It’s just for one night, but dozens of Cirque performers, stagehands and celebrity performers are hustling to put on a theatrical production to raise money for Cirque du Soleil’s charitable foundation, One Drop.
On March 21, all of Cirque’s resident shows on the Las Vegas Strip will go dark while some 85 Cirque performers and musicians, 100 stagehands and more than a dozen celebrities from outside Cirque descend on the “Michael Jackson ONE” stage to perform a show described as straying from Cirque’s traditional style.
Last year’s inaugural event, One Night for One Drop, raised $5.4 million, and Cirque hopes to meet or exceed that amount this year, said Jerry Nadal, Cirque’s senior vice president of resident shows worldwide.
That $5.4 million constitutes the revenue Cirque brings in with its Las Vegas shows in just one week, Nadal said. With the funds raised with ticket sales and the silent auction, “we want to hit that target or exceed it and I think we will,” he said.
Nadal said the Cirque performers and stagehands participating in the One Drop event are doing so by working around their performance schedules. They aren’t taking any nights off from their regular shows.

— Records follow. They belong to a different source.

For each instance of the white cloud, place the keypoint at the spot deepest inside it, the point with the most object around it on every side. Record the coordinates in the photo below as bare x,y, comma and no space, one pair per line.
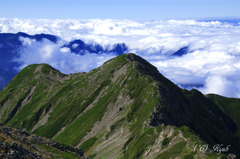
221,85
213,47
60,58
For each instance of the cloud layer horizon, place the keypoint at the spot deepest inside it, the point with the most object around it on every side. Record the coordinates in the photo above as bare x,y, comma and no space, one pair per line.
210,58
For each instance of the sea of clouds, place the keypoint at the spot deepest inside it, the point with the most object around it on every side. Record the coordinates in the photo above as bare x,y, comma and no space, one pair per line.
212,62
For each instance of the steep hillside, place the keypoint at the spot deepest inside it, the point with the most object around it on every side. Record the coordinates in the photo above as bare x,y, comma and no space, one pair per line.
20,144
123,109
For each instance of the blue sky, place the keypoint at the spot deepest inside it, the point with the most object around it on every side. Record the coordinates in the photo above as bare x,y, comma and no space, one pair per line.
119,9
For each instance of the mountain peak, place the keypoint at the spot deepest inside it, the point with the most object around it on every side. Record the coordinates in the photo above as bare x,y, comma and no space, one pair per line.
123,103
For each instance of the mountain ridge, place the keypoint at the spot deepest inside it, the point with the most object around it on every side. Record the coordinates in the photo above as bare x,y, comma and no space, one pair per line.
113,108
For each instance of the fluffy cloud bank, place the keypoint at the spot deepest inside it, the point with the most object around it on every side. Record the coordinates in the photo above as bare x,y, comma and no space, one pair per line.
60,58
211,61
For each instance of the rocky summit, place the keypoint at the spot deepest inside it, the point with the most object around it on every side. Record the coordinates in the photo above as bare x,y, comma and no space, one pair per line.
123,109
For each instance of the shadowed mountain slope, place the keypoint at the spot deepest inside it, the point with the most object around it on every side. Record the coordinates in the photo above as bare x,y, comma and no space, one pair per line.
123,109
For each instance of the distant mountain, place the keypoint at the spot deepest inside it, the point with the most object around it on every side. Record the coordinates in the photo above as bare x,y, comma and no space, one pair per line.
79,47
123,109
10,44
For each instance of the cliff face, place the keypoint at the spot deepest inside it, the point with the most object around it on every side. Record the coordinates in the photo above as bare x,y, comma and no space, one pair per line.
16,143
124,109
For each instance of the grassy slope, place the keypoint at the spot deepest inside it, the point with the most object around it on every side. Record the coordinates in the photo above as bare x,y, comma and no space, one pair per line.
71,117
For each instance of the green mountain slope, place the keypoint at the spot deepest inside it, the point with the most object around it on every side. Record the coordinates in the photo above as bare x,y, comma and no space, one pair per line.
20,144
123,109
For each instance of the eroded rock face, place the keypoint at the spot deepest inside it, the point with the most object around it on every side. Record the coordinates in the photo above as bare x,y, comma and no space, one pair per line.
119,110
18,144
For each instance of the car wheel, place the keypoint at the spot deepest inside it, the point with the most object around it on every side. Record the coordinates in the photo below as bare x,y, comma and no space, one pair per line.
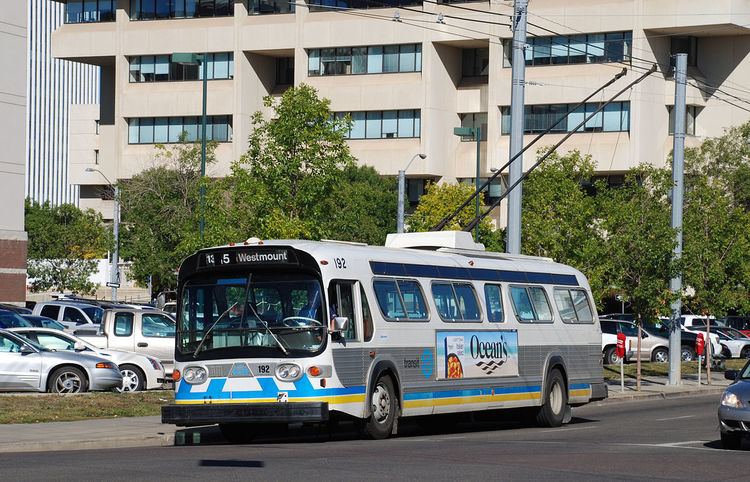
552,413
660,355
67,380
687,353
610,356
384,408
133,379
731,441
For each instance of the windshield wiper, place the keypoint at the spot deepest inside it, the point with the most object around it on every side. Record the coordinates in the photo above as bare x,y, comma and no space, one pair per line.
210,329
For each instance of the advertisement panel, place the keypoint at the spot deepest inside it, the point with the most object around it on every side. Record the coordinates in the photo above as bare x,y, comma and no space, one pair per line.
477,354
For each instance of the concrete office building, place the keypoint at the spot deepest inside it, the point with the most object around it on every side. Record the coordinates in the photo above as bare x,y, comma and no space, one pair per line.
13,239
54,87
408,76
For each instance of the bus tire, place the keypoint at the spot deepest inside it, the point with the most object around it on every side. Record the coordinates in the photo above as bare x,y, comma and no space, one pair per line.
383,409
552,411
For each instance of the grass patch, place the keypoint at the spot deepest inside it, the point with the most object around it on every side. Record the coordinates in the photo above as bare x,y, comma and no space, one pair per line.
36,408
651,369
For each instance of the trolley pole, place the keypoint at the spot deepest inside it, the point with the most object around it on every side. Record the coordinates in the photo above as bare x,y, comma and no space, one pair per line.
675,284
513,237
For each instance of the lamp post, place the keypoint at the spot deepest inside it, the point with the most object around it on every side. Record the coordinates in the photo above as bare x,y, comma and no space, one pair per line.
476,134
200,60
401,193
114,273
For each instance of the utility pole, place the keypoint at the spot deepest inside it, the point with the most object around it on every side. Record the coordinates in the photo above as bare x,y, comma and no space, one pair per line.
675,284
513,237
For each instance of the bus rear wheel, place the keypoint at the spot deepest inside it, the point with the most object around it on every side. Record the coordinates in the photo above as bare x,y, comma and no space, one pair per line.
552,412
383,409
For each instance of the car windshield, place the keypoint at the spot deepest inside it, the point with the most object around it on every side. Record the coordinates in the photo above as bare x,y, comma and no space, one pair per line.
12,320
261,315
95,313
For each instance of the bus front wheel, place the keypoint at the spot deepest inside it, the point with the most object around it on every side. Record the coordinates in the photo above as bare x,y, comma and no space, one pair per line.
552,412
383,409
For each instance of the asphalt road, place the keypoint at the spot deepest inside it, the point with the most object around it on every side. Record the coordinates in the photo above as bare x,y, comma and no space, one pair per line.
650,439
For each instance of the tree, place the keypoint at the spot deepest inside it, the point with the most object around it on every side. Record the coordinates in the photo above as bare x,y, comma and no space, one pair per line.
441,200
64,246
560,217
160,213
639,240
298,179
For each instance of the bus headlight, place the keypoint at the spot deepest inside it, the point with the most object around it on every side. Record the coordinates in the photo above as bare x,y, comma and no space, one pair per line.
288,372
195,375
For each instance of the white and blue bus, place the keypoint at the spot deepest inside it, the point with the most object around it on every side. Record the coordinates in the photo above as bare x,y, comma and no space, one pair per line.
289,331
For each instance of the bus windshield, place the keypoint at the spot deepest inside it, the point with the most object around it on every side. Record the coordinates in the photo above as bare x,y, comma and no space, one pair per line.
258,315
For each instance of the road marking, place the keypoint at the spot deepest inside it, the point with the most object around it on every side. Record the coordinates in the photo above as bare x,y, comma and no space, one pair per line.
674,418
567,429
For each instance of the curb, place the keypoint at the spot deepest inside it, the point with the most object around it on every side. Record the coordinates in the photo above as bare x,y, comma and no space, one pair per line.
73,445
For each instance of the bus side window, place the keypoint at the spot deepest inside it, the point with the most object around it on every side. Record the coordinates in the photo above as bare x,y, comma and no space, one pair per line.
366,315
341,294
494,298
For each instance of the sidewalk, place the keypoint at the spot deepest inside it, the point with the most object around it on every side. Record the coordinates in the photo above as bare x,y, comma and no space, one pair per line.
149,431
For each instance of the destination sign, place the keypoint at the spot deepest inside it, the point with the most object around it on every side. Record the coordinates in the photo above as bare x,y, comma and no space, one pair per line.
250,256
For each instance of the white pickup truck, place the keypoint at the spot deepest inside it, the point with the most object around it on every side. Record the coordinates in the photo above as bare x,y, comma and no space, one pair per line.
149,332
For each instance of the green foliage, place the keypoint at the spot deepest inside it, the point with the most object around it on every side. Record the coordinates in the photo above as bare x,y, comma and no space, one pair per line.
160,213
638,240
64,246
559,217
299,180
441,200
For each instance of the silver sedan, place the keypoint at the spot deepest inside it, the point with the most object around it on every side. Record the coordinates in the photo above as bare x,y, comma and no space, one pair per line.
26,366
734,408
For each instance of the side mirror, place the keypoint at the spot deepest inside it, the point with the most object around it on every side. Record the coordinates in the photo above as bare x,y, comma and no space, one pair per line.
340,323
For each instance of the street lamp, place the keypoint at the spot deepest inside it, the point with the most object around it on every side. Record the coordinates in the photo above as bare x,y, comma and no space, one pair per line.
401,193
114,273
201,60
476,134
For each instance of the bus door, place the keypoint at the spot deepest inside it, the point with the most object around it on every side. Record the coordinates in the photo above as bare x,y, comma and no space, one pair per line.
348,298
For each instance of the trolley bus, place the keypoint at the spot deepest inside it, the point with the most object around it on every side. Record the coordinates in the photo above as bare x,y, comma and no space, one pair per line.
289,331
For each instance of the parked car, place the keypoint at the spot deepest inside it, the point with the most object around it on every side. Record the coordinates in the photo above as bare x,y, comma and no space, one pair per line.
16,309
139,372
27,366
741,323
11,319
149,332
43,322
734,409
72,314
736,342
653,348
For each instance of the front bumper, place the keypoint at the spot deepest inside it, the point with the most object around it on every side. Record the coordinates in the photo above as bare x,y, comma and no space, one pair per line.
187,415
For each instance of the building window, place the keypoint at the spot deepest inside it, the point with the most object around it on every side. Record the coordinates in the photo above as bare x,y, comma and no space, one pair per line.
85,11
384,124
690,115
475,62
165,9
285,71
168,130
478,119
330,6
159,68
262,7
538,118
364,60
575,49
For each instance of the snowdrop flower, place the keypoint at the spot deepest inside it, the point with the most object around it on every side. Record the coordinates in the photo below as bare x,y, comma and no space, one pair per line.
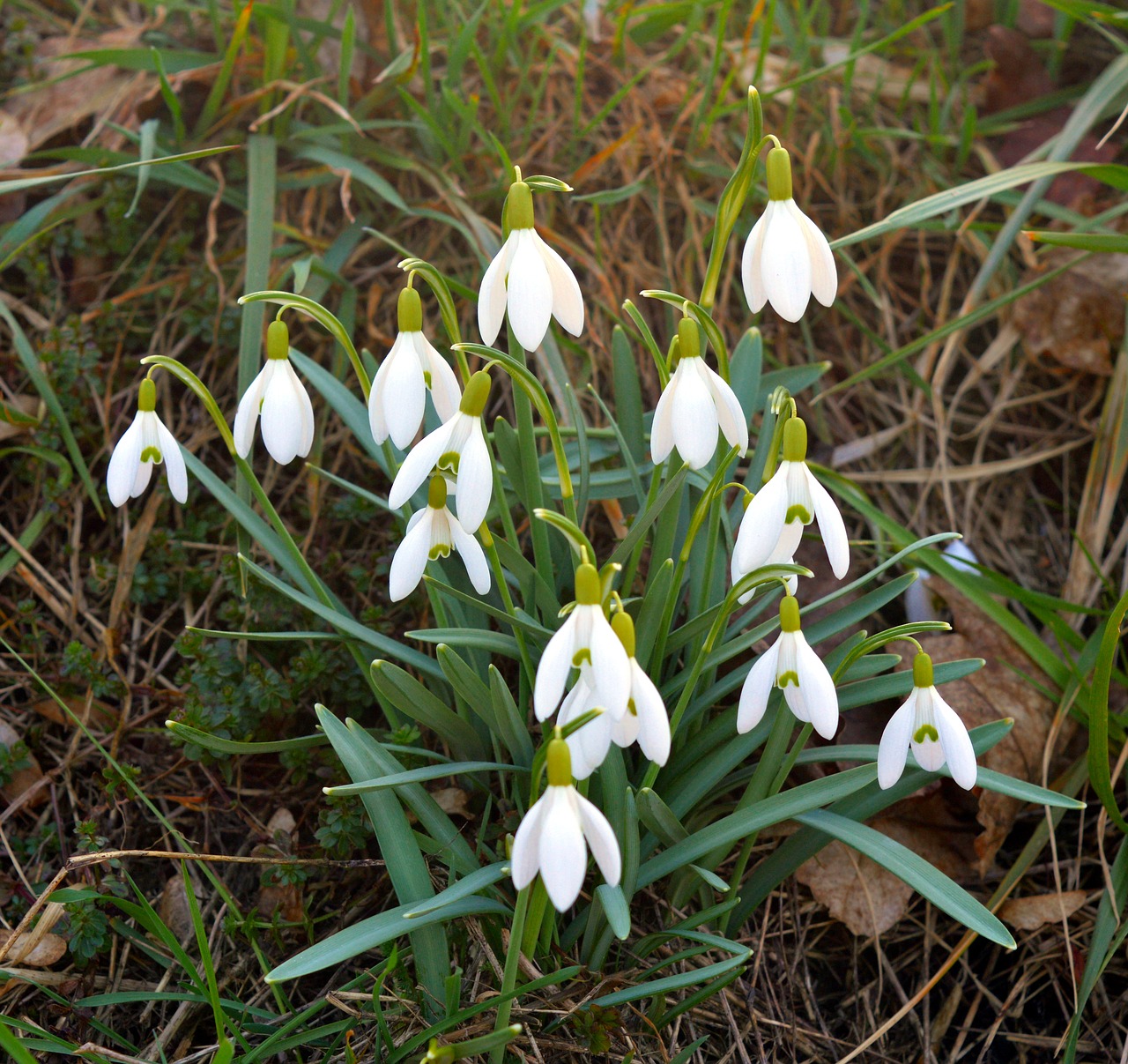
792,496
584,641
147,443
645,718
695,403
410,369
786,258
457,448
281,398
551,838
431,534
794,668
529,280
934,730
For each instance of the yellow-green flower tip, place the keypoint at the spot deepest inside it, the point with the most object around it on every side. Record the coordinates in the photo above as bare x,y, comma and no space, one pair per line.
278,339
519,209
789,613
410,310
922,672
794,440
437,493
624,629
778,174
559,764
147,398
588,589
476,394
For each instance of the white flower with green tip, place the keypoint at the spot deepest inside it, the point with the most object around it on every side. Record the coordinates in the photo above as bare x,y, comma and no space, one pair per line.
792,498
434,532
695,404
280,398
931,728
786,258
798,672
529,280
409,371
551,838
456,450
145,443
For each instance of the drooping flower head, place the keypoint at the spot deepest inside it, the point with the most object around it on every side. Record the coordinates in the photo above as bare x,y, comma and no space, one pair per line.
798,672
694,406
931,728
145,443
409,371
432,532
786,258
587,642
280,398
529,280
551,838
457,450
773,523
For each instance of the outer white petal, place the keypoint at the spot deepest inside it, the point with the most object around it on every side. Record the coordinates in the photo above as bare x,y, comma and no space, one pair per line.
832,526
553,669
523,862
492,294
605,846
758,684
531,293
123,464
661,430
894,744
954,737
761,525
816,688
404,391
729,412
174,464
785,263
474,487
446,395
750,263
563,855
568,299
246,416
411,557
695,422
472,556
419,464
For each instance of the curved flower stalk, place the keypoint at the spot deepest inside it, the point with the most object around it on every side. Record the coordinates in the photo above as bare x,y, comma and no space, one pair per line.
409,371
645,720
457,448
931,728
432,532
786,258
798,672
145,443
551,838
280,398
587,642
528,280
792,496
695,404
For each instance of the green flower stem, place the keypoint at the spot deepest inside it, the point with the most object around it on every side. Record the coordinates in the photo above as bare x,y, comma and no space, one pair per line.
512,963
327,321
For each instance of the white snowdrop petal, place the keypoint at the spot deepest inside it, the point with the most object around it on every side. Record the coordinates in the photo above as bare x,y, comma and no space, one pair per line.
531,294
753,694
785,264
605,846
894,748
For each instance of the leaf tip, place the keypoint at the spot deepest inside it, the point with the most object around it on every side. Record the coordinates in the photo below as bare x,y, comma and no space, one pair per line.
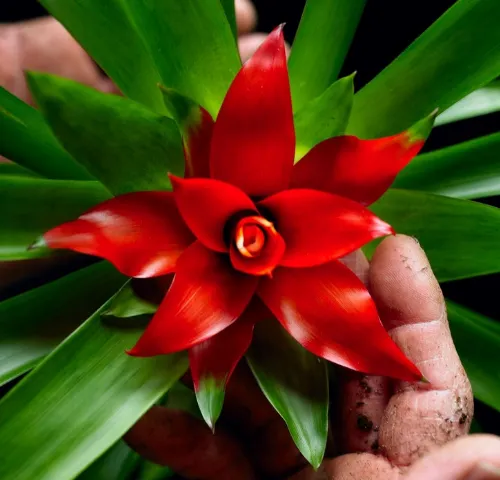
210,397
422,129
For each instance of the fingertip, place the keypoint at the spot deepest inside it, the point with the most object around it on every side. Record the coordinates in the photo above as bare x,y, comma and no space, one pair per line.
402,283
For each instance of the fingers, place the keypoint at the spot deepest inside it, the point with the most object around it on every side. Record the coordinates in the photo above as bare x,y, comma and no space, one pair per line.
355,466
175,438
246,16
476,457
44,45
363,398
421,416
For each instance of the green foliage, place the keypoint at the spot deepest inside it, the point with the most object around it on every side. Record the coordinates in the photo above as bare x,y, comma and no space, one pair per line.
106,32
79,401
324,117
123,144
320,46
459,53
480,102
477,339
35,322
24,217
200,64
460,237
296,383
467,170
26,140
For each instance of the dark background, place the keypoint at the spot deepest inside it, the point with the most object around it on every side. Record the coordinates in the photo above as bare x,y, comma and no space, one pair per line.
387,27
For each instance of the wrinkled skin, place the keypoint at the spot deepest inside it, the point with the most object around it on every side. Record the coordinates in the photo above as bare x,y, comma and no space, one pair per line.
44,45
381,430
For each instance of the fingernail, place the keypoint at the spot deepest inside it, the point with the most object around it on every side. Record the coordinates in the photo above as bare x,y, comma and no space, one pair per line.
484,471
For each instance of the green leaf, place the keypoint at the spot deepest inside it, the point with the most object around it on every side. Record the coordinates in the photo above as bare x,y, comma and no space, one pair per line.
126,304
480,102
123,144
13,170
192,45
27,140
118,463
459,53
180,397
467,170
296,383
228,6
477,339
152,471
79,401
35,322
324,117
460,237
31,206
107,34
210,396
320,46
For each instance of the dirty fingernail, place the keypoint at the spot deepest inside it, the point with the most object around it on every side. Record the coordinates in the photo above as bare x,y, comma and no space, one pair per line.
484,471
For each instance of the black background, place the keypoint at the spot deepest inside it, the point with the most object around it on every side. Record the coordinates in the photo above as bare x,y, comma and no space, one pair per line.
387,27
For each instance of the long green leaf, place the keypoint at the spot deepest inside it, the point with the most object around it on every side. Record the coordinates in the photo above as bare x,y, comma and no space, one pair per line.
320,46
230,11
460,237
13,170
118,463
477,339
30,206
123,144
296,383
192,45
459,53
467,170
324,117
78,402
104,29
480,102
27,140
35,322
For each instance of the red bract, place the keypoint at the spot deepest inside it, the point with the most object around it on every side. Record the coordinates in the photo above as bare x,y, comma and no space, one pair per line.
247,224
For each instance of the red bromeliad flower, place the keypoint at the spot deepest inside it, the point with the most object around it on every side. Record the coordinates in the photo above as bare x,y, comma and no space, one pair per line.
247,224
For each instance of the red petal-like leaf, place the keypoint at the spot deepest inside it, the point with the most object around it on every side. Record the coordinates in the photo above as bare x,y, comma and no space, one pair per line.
141,233
197,137
213,361
266,259
319,227
328,310
206,206
206,296
360,169
253,142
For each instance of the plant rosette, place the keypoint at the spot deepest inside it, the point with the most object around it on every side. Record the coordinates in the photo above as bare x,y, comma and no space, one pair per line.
229,197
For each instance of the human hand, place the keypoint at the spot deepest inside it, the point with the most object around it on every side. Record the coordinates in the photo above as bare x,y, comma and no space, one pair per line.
44,45
383,429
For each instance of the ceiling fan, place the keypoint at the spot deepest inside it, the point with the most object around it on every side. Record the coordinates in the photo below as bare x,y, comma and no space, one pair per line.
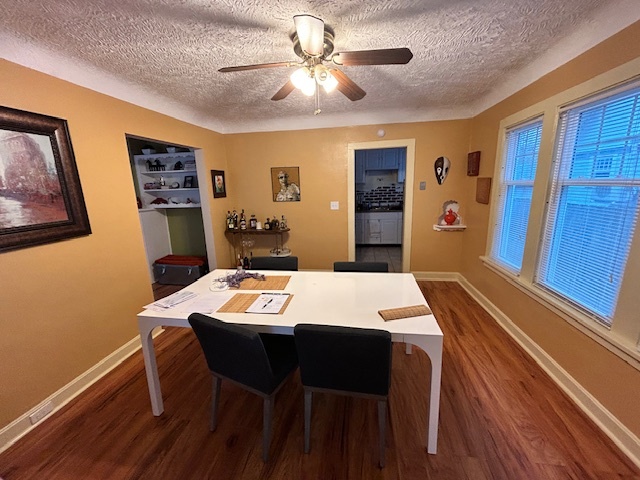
313,43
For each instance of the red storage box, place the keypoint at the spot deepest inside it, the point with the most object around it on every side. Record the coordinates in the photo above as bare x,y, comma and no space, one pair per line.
179,269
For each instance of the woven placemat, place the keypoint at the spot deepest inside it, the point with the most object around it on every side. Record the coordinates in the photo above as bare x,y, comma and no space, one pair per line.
276,282
404,312
241,301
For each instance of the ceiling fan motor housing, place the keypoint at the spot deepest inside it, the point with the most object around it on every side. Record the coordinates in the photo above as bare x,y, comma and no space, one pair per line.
328,44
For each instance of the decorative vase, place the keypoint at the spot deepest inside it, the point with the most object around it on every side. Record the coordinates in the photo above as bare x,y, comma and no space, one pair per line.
450,217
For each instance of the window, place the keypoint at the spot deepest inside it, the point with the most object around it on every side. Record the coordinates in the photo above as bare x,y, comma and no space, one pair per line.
593,202
519,164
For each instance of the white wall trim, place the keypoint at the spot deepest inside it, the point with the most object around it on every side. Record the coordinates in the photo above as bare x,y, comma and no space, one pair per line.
624,438
22,425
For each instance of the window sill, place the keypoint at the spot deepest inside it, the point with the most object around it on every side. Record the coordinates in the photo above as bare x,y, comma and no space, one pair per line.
621,347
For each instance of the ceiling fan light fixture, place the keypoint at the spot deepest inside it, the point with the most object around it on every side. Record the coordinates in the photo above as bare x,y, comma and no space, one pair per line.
310,32
330,83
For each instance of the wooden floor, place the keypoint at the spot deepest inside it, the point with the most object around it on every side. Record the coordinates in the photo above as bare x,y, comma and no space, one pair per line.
501,417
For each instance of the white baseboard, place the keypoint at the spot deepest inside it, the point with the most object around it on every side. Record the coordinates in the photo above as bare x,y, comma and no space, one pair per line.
624,438
22,425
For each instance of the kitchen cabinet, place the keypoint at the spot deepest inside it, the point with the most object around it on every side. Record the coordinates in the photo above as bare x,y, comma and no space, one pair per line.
390,158
379,228
361,160
158,178
402,169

“It’s a production imagined by Cirque to benefit One Drop,” Nadal said. “It’s amazing to see this come together because they are working from eight in the morning to one in the afternoon, around the schedule of the Michael Jackson show (we’re on their stage) and then they work until midnight, until three or four in the morning. … Everybody participates. We use all of our resources.”
But don’t expect to see a traditional Cirque production, Nadal said.
One Night for One Drop creator and director Mukhtar Mukhtar originally announced the vision for this year’s show during Cirque Week in November 2013. Since then, the One Night show has transformed into a show with more performers volunteering than he expected.
Everyone needed for the show — performers, stagehands, backstage technicians, celebrities — have been brought on, and four of the acts are already finished, Mukhtar said. With seven weeks until the performance, he said the show is on track.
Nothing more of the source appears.